Publication date: 5th November 2025
The exponential growth of Internet of Things (IoT) devices presents a critical challenge in sustainable energy provision. High-efficiency ambient photovoltaics integrated with artificial intelligence offer a promising solution for self-powered, smart IoT systems. Dye-sensitized solar cells (DSCs) optimized for indoor light harvesting have been developed using novel copper coordination complexes as redox mediators. These mediators regenerate dyes with an overpotential of only 0.1 eV. By employing co-sensitization strategies with dyes such as XY1 and L1, power conversion efficiencies of up to 38% have been achieved under 1000 lux fluorescent light, with open-circuit voltages exceeding 1.0 V.(1) A key innovation is the ”zombie” solar cell concept, where copper complexes form a solid-state hole transport material upon electrolyte evaporation. These devices maintain high efficiency and stability after drying, due to the formation of an amorphous Cu(II/I)(tmby)2 hole transport layer. Raman spectroscopy and impedance analysis have revealed the unique charge transport mechanisms in these systems. Further advancements have been made with the development of dynamic dimer copper coordination redox shuttles. These complexes transition between Cu(I) dimers and Cu(II) monomers during the redox process, enabling a two-electron transfer mechanism that enhances charge transport while minimizing recombination. In addition to traditional molecular complexes, one-dimensional copper coordination polymers have been introduced as hole transport materials. These materials exhibit band-like charge transport with modeled effective hole masses as low as 6me, providing a sustainable alternative to heavily doped organic semiconductors.

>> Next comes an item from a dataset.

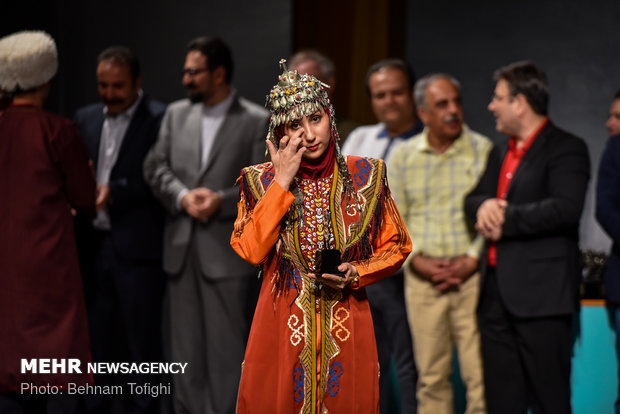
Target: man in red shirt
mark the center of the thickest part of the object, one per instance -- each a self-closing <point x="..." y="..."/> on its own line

These material advancements have been translated into practical devices, integrating DSCs with microcontrollers to create self-powered IoT nodes. On-device machine learning, including convolutional neural networks for image recognition tasks, has been implemented. Long short-term memory (LSTM) networks manage energy use dynamically, adapting computational loads to available light, thus ensuring optimal performance in varying ambient conditions.
This interdisciplinary approach, which spans from molecular design to device engineering and artificial intelligence, demonstrates the critical synergy between materials chemistry and advanced computing in addressing global energy challenges. These findings not only advance ambient photovoltaics but also open new avenues for sustainable, intelligent technologies capable of operating autonomously in low-light environments.